How that works depends on where you are and how far you’re going. The colectivo ranges from a camión (Spanish for truck) in rural areas to luxury bus lines between cities. My first stop as I moved to Mexico was for 2 weeks on the beach in Zipolite, Oaxaca, which has been my favorite off-the-main-tourist-map vacation spot for the past 5 years or so. Over the course of several visits, I heard a lot about a unique Zapotec spiritual experience in San José del Pacifico that I wanted to experience for myself. Since my birthday was a few days after I arrived, I decided that would be a good enough reason to trek up the Sierra Madre del Sur via the colectivo. My Zapotec friend Miguél offered to help me find my way there and back taking, so I took him up on it, and indeed had an amazing encounter with the Zapotec culture. (For more about that, check out A Zapotec temazcal in San José del Pacifico.)
The colectivo system is really interesting to me because it is unlike how bus systems work in the US, where public transit and a handful of private interstate and intercity companies, such as Greyhound, are more common. Colectivos operate differently in that the vehicle you ride in is usually owned by the driver. When the driver starts working for the company, the colectivo buys him his own bus, which is his to drive every working day. This provides the driver with the means to earn income to support his family from the start without the burden of the high cost of paying for a mini-bus up front. He profits off the rides he provides to passengers, contributing a share of his income back into the colectivo system to support other drivers. So it’s a wonderful collective system of drivers supporting drivers, who support the travel needs of the general public.

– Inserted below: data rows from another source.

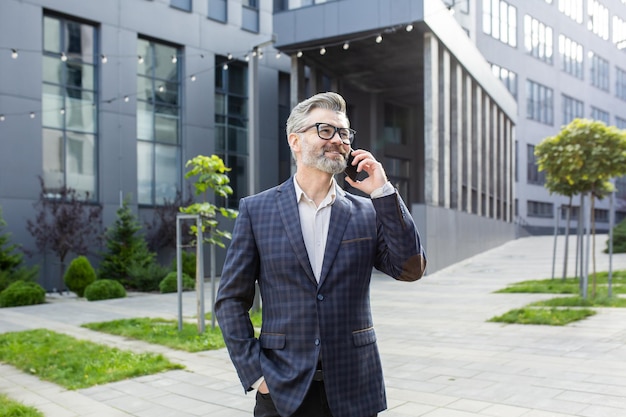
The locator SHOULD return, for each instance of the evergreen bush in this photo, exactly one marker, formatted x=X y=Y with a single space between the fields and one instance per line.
x=104 y=289
x=126 y=246
x=188 y=261
x=619 y=238
x=170 y=283
x=79 y=274
x=21 y=293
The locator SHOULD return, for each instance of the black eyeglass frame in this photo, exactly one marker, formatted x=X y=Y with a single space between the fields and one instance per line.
x=337 y=129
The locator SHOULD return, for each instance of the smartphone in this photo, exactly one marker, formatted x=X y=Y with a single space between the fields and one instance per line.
x=351 y=169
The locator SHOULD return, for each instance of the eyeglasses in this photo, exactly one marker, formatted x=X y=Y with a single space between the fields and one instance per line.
x=327 y=132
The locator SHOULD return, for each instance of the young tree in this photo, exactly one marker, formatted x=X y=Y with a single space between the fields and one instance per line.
x=65 y=223
x=11 y=261
x=581 y=159
x=126 y=247
x=211 y=175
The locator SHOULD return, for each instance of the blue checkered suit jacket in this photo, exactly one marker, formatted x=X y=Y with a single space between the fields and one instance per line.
x=303 y=320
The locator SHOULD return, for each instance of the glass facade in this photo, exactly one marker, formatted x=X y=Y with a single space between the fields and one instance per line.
x=69 y=106
x=158 y=122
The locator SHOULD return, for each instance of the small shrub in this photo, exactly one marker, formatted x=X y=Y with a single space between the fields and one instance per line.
x=79 y=274
x=619 y=238
x=170 y=283
x=188 y=261
x=104 y=289
x=146 y=277
x=21 y=293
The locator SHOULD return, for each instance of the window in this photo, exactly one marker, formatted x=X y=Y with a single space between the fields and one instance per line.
x=181 y=4
x=540 y=209
x=571 y=57
x=538 y=40
x=620 y=83
x=601 y=115
x=539 y=103
x=218 y=10
x=599 y=72
x=508 y=77
x=69 y=106
x=250 y=15
x=533 y=175
x=396 y=124
x=619 y=33
x=572 y=109
x=598 y=19
x=231 y=124
x=500 y=21
x=572 y=9
x=158 y=122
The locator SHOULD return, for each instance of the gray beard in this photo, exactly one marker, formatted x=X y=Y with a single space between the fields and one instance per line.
x=324 y=164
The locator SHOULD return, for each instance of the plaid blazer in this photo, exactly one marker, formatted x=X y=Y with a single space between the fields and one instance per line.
x=304 y=320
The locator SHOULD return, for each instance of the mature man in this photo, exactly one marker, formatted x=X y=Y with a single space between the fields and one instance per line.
x=311 y=247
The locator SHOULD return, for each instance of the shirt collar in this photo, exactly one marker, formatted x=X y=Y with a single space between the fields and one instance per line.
x=332 y=192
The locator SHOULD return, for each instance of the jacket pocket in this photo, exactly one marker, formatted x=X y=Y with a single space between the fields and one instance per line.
x=272 y=340
x=364 y=337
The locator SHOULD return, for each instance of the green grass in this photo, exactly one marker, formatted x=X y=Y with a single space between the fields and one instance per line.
x=543 y=316
x=163 y=332
x=557 y=311
x=10 y=408
x=74 y=363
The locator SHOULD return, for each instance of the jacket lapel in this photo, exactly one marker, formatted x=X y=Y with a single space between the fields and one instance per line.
x=339 y=218
x=288 y=209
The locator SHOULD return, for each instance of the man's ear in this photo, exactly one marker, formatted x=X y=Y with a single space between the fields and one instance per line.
x=294 y=141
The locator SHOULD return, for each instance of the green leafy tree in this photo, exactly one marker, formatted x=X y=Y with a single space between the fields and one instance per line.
x=126 y=246
x=11 y=260
x=581 y=159
x=210 y=173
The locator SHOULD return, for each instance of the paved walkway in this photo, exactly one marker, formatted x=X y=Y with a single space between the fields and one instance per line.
x=441 y=358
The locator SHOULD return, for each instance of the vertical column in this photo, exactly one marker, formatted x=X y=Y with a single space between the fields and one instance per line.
x=431 y=120
x=478 y=151
x=444 y=133
x=469 y=142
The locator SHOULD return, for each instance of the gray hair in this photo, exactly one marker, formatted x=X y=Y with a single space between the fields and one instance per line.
x=330 y=101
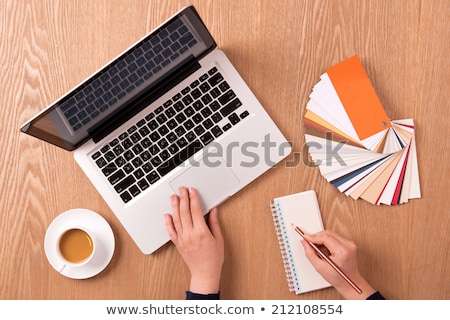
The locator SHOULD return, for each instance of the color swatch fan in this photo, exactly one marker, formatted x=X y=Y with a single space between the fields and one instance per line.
x=356 y=146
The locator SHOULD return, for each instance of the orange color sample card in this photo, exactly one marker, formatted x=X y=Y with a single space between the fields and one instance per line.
x=358 y=97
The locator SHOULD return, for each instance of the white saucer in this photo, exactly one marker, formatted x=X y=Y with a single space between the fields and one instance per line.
x=93 y=223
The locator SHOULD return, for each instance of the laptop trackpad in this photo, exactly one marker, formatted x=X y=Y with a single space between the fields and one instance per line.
x=213 y=180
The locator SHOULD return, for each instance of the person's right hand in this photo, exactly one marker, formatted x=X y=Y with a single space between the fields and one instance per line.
x=343 y=253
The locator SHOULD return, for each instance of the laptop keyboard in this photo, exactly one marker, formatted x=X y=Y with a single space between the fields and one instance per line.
x=123 y=77
x=171 y=134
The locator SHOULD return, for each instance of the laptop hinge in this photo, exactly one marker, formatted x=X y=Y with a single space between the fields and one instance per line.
x=134 y=106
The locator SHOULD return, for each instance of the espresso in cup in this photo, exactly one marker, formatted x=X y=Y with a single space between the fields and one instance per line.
x=75 y=246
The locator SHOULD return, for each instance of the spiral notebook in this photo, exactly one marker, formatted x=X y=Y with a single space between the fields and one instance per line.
x=301 y=209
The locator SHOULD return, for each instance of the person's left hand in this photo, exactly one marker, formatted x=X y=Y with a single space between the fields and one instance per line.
x=201 y=247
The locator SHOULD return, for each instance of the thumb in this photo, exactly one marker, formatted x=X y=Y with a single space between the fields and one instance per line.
x=214 y=224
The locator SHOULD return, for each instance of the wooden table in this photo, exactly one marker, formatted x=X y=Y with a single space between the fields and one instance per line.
x=280 y=48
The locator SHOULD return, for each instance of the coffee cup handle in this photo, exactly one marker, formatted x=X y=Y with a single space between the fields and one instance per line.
x=61 y=267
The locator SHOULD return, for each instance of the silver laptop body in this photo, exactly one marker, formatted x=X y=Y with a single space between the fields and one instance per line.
x=170 y=111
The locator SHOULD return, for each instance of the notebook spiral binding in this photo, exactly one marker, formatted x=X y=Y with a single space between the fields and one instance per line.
x=285 y=248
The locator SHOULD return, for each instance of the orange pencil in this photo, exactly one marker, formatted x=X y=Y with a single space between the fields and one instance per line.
x=330 y=262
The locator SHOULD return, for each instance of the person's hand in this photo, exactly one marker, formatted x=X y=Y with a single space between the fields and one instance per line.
x=201 y=247
x=343 y=253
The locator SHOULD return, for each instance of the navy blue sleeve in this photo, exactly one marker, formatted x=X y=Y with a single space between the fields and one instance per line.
x=376 y=296
x=197 y=296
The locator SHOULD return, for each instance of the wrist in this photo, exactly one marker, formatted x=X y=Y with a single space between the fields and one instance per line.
x=349 y=293
x=205 y=284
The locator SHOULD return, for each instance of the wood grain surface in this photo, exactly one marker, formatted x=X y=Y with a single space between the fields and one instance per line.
x=280 y=48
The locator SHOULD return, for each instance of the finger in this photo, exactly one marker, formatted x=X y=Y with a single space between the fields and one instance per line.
x=196 y=210
x=214 y=225
x=175 y=203
x=170 y=228
x=328 y=239
x=185 y=209
x=311 y=254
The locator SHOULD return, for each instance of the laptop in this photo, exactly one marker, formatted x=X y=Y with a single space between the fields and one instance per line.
x=169 y=111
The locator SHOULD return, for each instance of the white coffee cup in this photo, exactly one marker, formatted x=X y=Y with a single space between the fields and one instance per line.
x=75 y=247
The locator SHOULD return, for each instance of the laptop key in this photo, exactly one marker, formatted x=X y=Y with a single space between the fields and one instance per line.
x=229 y=108
x=116 y=177
x=152 y=177
x=179 y=158
x=124 y=184
x=126 y=197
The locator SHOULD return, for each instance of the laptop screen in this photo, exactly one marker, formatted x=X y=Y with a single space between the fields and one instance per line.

Since the first trip to San José del Pacifico in Oaxaca, I’ve enjoyed several other colectivo trips around central Mexico to cities including Guadalajara, Ajijic, León, Guanajuato, San Miguel de Allende, Querétaro, Toluca, Ciudád de México, and more. Next time you’re in Mexico looking to venture around, just ask somebody where you can find the “Central de Autobuses” in town. I usually take Primera Plus, but another company that comes highly recommended by others is called ETN.